Die Rechtspopulisten der europafeindlichen Unabhängigkeitspartei Ukip haben den konservativen Tories den zweiten Parlamentssitz binnen sechs Wochen weggeschnappt. Ukip-Kandidat Mark Reckless gewann mit deutlichem Vorsprung gegen seine konservative Konkurrentin Kelly Tolhurst. 42,1 Prozent stimmten für den Überläufer, nur 34,8 Prozent blieben den Tories treu. Reckless, der seit 2010 für die Konservativen im Parlament saß, hatte im September seinen Rücktritt erklärt und war zu den Rechtspopulisten übergelaufen, dadurch wurde die Nachwahl fällig.

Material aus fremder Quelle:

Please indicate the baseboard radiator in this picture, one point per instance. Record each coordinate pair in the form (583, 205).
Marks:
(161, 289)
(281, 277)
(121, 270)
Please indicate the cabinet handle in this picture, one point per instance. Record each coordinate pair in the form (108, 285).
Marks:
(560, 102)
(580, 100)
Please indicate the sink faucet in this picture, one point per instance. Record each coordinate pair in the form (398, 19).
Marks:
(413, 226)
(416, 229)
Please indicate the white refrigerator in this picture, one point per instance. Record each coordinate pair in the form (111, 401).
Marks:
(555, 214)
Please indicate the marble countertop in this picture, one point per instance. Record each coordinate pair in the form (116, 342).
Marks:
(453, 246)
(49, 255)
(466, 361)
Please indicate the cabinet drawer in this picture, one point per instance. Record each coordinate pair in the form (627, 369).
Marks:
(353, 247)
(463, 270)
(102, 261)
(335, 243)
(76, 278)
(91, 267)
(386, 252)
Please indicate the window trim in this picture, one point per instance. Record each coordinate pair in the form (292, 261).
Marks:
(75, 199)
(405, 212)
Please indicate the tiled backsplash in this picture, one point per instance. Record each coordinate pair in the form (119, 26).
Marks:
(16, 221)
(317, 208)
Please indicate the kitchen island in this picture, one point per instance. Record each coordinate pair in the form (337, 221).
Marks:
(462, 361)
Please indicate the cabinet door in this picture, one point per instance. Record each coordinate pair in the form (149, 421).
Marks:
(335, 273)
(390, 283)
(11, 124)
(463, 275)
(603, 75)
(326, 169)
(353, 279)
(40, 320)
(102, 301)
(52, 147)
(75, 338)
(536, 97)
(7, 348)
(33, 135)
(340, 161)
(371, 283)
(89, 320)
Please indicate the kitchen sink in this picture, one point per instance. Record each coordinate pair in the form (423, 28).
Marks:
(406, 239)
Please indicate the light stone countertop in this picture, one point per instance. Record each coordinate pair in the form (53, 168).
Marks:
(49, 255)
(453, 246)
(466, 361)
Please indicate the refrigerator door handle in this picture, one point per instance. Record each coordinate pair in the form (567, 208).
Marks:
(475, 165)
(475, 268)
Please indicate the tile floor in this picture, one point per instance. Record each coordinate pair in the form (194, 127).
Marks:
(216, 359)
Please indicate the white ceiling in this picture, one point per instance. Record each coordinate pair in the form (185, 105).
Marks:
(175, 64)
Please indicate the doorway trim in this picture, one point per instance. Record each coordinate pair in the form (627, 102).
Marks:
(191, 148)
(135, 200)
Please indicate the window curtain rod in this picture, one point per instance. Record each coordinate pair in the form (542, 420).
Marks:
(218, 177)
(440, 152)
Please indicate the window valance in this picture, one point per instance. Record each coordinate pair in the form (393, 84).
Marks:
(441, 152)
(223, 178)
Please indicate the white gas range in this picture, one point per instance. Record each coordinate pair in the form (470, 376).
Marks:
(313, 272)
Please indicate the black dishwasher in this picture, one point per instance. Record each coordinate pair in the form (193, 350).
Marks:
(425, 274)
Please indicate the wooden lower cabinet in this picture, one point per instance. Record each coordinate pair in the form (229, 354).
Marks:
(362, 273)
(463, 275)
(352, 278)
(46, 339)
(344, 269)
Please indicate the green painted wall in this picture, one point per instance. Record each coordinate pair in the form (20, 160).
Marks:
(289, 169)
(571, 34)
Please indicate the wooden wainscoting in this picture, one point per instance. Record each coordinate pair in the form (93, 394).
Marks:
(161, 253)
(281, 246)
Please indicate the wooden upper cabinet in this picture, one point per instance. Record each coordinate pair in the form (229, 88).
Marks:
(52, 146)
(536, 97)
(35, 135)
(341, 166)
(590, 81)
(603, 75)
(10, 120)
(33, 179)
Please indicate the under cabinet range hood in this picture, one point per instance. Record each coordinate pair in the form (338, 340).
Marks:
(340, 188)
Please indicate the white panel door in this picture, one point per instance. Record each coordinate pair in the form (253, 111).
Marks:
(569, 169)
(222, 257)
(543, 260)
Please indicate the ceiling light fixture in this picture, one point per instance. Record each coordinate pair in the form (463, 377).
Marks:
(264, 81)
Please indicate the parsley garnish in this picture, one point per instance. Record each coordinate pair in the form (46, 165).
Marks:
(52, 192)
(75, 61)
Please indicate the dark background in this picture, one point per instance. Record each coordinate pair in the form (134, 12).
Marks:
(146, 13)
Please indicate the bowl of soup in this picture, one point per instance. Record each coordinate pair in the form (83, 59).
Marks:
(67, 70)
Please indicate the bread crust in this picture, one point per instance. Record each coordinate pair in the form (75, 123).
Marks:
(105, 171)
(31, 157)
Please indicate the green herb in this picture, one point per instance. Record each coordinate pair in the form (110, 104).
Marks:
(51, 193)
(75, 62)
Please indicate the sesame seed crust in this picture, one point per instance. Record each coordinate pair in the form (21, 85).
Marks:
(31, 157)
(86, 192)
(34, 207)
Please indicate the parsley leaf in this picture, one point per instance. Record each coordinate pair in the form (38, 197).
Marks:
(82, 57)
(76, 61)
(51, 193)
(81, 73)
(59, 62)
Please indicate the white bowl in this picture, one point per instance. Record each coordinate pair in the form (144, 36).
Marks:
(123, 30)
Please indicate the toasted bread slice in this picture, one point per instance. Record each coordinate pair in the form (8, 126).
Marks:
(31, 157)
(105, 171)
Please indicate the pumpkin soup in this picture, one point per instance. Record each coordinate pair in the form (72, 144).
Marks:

Der 43-Jährige hat es nach Douglas Carswell, der im Oktober nach seinem Parteiwechsel ebenfalls eine Nachwahl unter dem lilafarbenen Ukip-Banner gewann, also geschafft, dass Ukip endgültig in der britischen Politik angekommen ist. Vor wenigen Monaten schien das noch undenkbar, seit der Europawahl im Mai bestimmen die Rechtspopulisten jedoch die politische Debatte im Land. Die Partei unter dem Vorsitzenden Nigel Farage kämpft für einen Austritt Großbritanniens aus der Europäischen Union (EU) und will zudem die Immigration stark beschränken. Ukip werde "euch euer Land zurückgeben", versprach Reckless. Sein Sieg beweise, dass Ukip auch landesweit gewinnen könne. "Wenn ihr denkt, dass die Welt größer als Europa ist, wenn ihr an ein unabhängiges Großbritannien glaubt, dann schließt euch uns an", frohlockte Reckless, der mit ausländerfeindlichen Parolen aufgefallen war, jedoch danach erklärt hatte, missverstanden worden zu sein. Auch Farage zeigte sich glücklich: "Ich freue mich auf die Parlamentswahl im nächsten Jahr", sagte er. "Alles ist möglich."

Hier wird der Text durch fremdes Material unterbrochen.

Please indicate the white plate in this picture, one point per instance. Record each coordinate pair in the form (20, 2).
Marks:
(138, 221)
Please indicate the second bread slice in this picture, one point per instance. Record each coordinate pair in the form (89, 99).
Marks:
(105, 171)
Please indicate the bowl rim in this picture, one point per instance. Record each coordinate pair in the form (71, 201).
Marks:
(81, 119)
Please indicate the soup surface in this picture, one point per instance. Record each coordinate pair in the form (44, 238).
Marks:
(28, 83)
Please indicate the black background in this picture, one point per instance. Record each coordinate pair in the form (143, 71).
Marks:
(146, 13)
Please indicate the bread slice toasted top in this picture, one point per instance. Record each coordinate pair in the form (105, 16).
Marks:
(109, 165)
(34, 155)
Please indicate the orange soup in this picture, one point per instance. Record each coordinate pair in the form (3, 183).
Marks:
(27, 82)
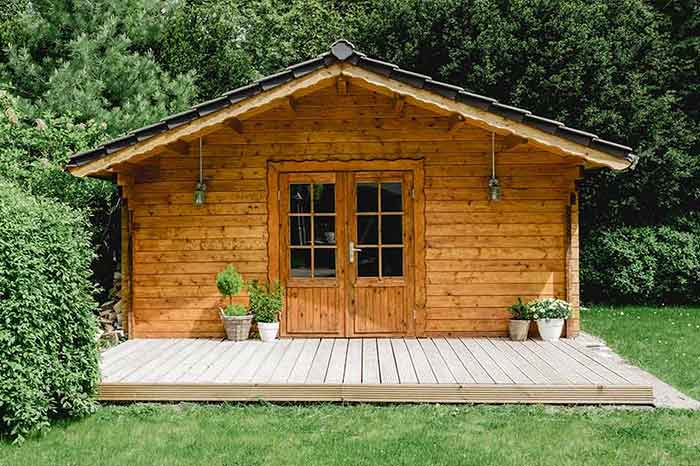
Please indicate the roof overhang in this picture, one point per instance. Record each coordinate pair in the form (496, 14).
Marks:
(343, 62)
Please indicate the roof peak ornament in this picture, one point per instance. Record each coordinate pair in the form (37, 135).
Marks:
(342, 49)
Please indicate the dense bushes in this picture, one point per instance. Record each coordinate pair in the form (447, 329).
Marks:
(48, 354)
(642, 265)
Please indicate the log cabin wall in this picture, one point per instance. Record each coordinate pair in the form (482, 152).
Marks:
(479, 256)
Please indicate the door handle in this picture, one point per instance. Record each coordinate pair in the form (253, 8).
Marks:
(352, 250)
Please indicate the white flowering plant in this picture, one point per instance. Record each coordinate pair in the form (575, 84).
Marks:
(549, 308)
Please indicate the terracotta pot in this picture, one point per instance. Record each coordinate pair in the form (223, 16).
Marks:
(518, 329)
(237, 327)
(550, 329)
(268, 330)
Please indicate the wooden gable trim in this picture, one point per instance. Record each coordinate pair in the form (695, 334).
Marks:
(481, 118)
(274, 97)
(287, 94)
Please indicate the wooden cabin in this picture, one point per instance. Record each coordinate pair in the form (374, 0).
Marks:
(366, 189)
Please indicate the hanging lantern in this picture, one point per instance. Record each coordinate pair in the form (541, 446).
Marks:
(494, 190)
(199, 194)
(494, 187)
(201, 188)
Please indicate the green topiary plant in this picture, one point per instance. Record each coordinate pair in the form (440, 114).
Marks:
(230, 283)
(234, 310)
(520, 310)
(549, 308)
(266, 301)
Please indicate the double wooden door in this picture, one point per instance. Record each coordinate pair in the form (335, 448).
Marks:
(346, 253)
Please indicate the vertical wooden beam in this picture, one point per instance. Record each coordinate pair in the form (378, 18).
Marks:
(291, 103)
(573, 325)
(399, 103)
(420, 275)
(235, 124)
(126, 227)
(181, 147)
(456, 121)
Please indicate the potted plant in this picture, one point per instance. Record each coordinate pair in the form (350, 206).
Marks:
(550, 314)
(266, 302)
(235, 317)
(519, 325)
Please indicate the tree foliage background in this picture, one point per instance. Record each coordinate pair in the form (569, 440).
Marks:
(627, 70)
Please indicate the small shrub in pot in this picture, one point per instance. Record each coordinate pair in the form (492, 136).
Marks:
(235, 317)
(266, 302)
(519, 325)
(550, 314)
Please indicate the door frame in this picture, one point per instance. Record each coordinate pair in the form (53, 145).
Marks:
(416, 166)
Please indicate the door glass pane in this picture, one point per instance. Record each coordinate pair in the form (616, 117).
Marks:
(324, 198)
(367, 197)
(367, 229)
(324, 262)
(391, 197)
(299, 198)
(368, 262)
(392, 262)
(300, 264)
(324, 230)
(300, 231)
(392, 231)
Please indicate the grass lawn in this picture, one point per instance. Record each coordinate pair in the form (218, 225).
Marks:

Während er auf einer Welle des Erfolgs reitet, bedeutet dieser Sieg der Aufständischen für Cameron eine demütigende Niederlage. Er versprach seit Wochen, alles dafür zu tun, den Wahlkreis zu halten, um Stärke zu demonstrieren und mögliche Nachahmer in den Abgeordnetenreihen abzuschrecken. Fünf Mal besuchte er die Gegend und schickte Abgeordnete auf Wahlkampftour.

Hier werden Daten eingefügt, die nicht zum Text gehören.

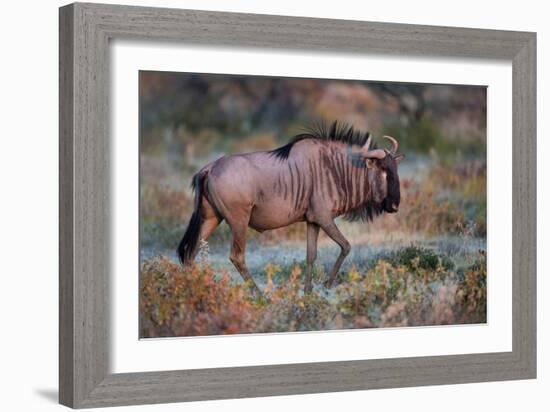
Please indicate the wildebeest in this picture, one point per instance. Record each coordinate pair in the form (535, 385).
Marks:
(318, 176)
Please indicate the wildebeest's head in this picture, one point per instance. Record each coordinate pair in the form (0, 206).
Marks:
(383, 176)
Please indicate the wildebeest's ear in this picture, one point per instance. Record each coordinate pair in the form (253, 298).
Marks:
(370, 163)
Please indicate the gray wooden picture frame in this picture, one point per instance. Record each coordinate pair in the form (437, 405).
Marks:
(85, 32)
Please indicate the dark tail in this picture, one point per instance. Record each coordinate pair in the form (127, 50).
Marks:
(188, 244)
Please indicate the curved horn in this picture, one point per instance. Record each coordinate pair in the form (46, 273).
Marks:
(375, 154)
(394, 143)
(367, 143)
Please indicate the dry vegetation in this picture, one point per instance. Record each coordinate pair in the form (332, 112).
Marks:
(199, 300)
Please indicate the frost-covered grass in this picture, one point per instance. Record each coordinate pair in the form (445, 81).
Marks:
(409, 287)
(424, 265)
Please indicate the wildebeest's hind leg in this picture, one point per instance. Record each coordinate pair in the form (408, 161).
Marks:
(237, 256)
(311, 255)
(334, 233)
(211, 220)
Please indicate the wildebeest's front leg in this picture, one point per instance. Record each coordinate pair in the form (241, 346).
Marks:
(237, 256)
(334, 233)
(312, 236)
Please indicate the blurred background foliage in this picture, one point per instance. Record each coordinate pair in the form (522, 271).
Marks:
(188, 120)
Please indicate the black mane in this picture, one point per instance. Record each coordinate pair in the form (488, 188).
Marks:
(337, 132)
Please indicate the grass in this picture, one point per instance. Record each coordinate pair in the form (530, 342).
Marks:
(412, 287)
(424, 265)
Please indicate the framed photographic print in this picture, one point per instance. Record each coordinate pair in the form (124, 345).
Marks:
(257, 205)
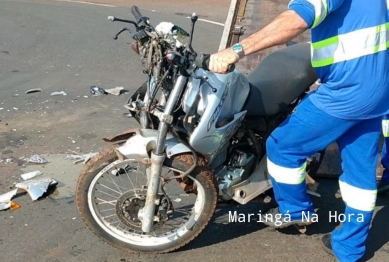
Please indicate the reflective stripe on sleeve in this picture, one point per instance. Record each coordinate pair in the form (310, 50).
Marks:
(385, 128)
(357, 198)
(352, 45)
(292, 176)
(321, 11)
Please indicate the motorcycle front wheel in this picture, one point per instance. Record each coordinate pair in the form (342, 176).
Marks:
(110, 193)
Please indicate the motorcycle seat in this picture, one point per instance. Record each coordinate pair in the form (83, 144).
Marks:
(279, 79)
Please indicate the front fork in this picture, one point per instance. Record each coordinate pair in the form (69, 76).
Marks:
(157, 158)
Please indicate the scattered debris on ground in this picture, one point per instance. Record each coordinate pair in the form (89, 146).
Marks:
(115, 91)
(35, 90)
(29, 175)
(80, 158)
(37, 159)
(36, 188)
(97, 91)
(61, 93)
(5, 199)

Gebracht haben selbst der hohe Einsatz von Geld und Personal offenbar wenig, um die Anziehungskraft der EU-Hasser zu schmälern. Denn der blasse Reckless selbst besticht durch wenig Charisma. Nun muss Cameron weitere Überläufer fürchten, eine Spaltung der Konservativen droht. Und das nur ein halbes Jahr vor der Parlamentswahl im Mai, bei der seine Wiederwahl auf dem Spiel steht. Die Tories fordern eine absolute Mehrheit von ihm, sonst könnte es knapp für Camerons Zukunft als Premier werden.

Wollen die politikverdrossenen Briten dem Establishment in Westminster nur einen Denkzettel verpassen? Oder wird Ukip tatsächlich im Mai eine entscheidende Rolle spielen? Bislang ist das Rennen zwischen den Konservativen und der sozialdemokratischen Labour-Partei kaum vorauszusehen.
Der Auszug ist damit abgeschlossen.